4.2V means that the cells are acting in parallel? so the 1000 lumens are the product of high current draw. 3 cells in parallel can provide 3x the amperage of a single cell. So what's the lumens output on 3x Eneloop?. I would guess 300lm.
On second thought, maybe the spec is wrong and it’s a boost driver. That would be a strange choice sine it’s less efficient, perhaps less performance for almost no gain when compared to sharing circuit with lithium light, though still same capacity. Would be interesting since it might work with 3 14500’s in that case. The american education system was never that great anyway.
It wouldn’t in theory, but in practice it might since it’s going to use a boost driver (like a giant AA light) and powerful/cheap 1.5v boost drivers are rare. Kreisler’s reasoning is wrong, though, since voltage is interchangeable with current given same capacity/power.

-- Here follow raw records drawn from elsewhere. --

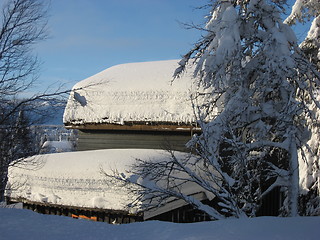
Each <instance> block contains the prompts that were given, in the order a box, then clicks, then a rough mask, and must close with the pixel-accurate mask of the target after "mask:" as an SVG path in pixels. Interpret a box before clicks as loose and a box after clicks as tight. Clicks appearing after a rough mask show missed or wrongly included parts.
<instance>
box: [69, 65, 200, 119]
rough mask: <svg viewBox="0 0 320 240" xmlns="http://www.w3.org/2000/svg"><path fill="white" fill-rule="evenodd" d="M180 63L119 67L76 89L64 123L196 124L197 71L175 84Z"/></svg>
mask: <svg viewBox="0 0 320 240" xmlns="http://www.w3.org/2000/svg"><path fill="white" fill-rule="evenodd" d="M178 66H179V65H178V61H176V60H170V61H156V62H143V63H130V64H121V65H116V66H113V67H111V68H108V69H106V70H104V71H102V72H100V73H98V74H96V75H94V76H92V77H89V78H87V79H85V80H83V81H81V82H79V83H77V84H76V85H75V86H74V87H73V91H72V92H71V94H70V97H69V100H68V103H67V106H66V109H65V113H64V119H63V121H64V123H66V124H83V123H112V124H124V123H125V122H171V123H172V122H174V123H192V122H195V118H194V114H193V108H192V104H191V97H190V95H191V93H192V92H194V79H193V77H192V76H193V70H192V69H190V70H189V71H187V72H186V73H185V74H183V75H182V76H181V77H180V78H178V79H175V80H174V81H173V77H172V76H173V73H174V71H175V69H176V68H178Z"/></svg>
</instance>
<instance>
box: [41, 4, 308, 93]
mask: <svg viewBox="0 0 320 240" xmlns="http://www.w3.org/2000/svg"><path fill="white" fill-rule="evenodd" d="M207 2H208V1H207V0H51V6H50V10H49V14H50V17H49V22H48V29H49V36H50V38H49V39H48V40H46V41H44V42H42V43H40V44H38V45H37V46H36V48H35V53H36V54H37V55H38V57H39V58H40V60H41V61H42V62H43V64H42V68H41V72H40V79H39V84H38V85H37V86H36V88H37V89H41V90H44V89H45V88H47V86H49V85H51V84H53V83H57V84H60V83H63V84H65V86H66V87H68V88H71V87H72V86H73V85H74V84H75V83H76V82H78V81H80V80H83V79H85V78H87V77H90V76H92V75H94V74H96V73H98V72H100V71H102V70H104V69H106V68H108V67H111V66H113V65H116V64H121V63H128V62H142V61H155V60H166V59H178V58H180V56H181V55H183V54H184V53H186V52H187V51H188V50H189V49H190V48H191V47H192V44H193V43H195V42H196V41H197V40H198V39H199V38H200V34H201V33H200V32H199V31H198V30H195V29H193V30H186V29H184V28H183V27H182V26H181V24H180V23H179V21H180V22H184V23H191V22H193V23H196V24H200V23H203V22H204V21H205V20H204V16H205V14H207V11H208V9H206V10H204V9H202V10H197V9H195V8H196V7H199V6H203V5H204V4H206V3H207ZM289 2H292V0H290V1H289ZM299 32H300V33H299V34H302V33H304V34H305V33H306V32H307V30H303V29H302V30H301V29H300V30H299Z"/></svg>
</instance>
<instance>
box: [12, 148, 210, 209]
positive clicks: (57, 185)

This arrangement would be more convenient with a 4x setup like the king. I mean, who sells aa’s or 14500’s in 3 packs?
The cells in the Rook are obviously run in parallel. If it takes AA cells then it MUST have a boost circuit which means, unless it goes DD on 14500 cells, output will suck on 14500s.
i am guessing only. the driver contact disc reminds of similar lights with parallel cells. in series, 3 x 4.2V = 12.0V. The specs state 3-4.2V and i dont believe that this budget light has a fancy 4Sevens-like buck-boost-driver.
education. somehow i still think that all dogs are boys and all cats are girls :D
It should be fairly powerful on 14500 regardless of whether DD or boost/buck (unlikely since $:money_mouth_face:. The real question is how it does on AA. The most powerful AA light I have is the Trustfire 3T6 with 4 batteries in the 3x18650 config. Draws 4+A.
Sounds like it would have been better to just leave it at a 14500 light and not waste the time to have it 3AA. If it were four AA in series, I would be interested, but then it couldn't be done with 14500's too.
Seems like a boost driver is going to be inefficient or get hot?